Testing the PDP Model • Activation spreads from features to excite letters and from letters to excite words (bottom up processing). • Activation also spreads from words to the component letters (top-down processing). • The more activation, the more likely the correct letter will be identified: • TRAP vs TRIP
Comparing the Two Models • Subjects heard a phoneme that varied from r to an l in two contexts: • A syllable beginning with t – tr or tl. • A syllable beginning with s – sl or sr. • Both the FLMP and PDP models were compared to actual subject data. • FLMP was close to what subjects did. • PDP was too strongly affected by context.
PDP Model Describes More • The PDP model suggests that information is not separately processed but each letter affects each other letter. • Recognition of “a” in MAVE is almost as good as recognizing it in MADE. • This occurs because MAVE is similar to many other words with an A in that position. • We do not have a context but four letters that each influence the others.

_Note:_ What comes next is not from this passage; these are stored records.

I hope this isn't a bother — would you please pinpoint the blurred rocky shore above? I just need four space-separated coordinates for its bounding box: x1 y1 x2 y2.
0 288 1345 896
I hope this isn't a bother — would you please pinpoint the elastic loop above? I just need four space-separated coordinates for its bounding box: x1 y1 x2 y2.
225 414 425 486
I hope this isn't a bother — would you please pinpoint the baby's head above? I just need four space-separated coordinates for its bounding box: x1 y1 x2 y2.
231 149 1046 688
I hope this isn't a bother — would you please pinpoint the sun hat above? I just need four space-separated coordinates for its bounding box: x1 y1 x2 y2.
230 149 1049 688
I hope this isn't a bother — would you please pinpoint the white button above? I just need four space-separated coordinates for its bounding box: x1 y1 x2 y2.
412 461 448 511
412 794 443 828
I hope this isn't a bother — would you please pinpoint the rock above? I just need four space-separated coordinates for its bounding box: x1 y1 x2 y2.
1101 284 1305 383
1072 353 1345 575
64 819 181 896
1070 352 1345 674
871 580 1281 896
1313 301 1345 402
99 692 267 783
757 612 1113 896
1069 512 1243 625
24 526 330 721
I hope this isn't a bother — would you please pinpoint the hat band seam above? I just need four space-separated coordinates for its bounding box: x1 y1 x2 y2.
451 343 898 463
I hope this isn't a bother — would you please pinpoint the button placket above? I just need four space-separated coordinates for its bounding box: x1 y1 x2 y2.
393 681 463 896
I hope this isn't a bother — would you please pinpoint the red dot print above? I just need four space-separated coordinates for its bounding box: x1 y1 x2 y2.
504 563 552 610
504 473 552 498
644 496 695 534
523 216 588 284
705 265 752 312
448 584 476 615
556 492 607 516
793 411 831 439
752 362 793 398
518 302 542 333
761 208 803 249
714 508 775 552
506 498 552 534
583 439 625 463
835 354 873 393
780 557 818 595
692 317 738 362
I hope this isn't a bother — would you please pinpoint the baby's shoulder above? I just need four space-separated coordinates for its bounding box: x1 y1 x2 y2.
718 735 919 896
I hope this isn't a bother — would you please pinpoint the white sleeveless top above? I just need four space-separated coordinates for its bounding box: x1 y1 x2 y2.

Marr • Depth cues (texture gradient, stereopsis) – where are edges in space? • How are visual cues combined to form an image with depth? • Primal sketch – extracts features. • 2-1/2 D sketch – identifies where visual features are in relation to observer (depth). • 3-D model – refers to the representation of the objects in a scene, combines context.
Putting it All Together • The output of these stages (see Fig 2.31) is a representation of an object and its location. • This output is used as input to higher-level cognitive processes. • Conscious awareness (a higher-level process) involves the recognition stage, but lots of processing occurs first.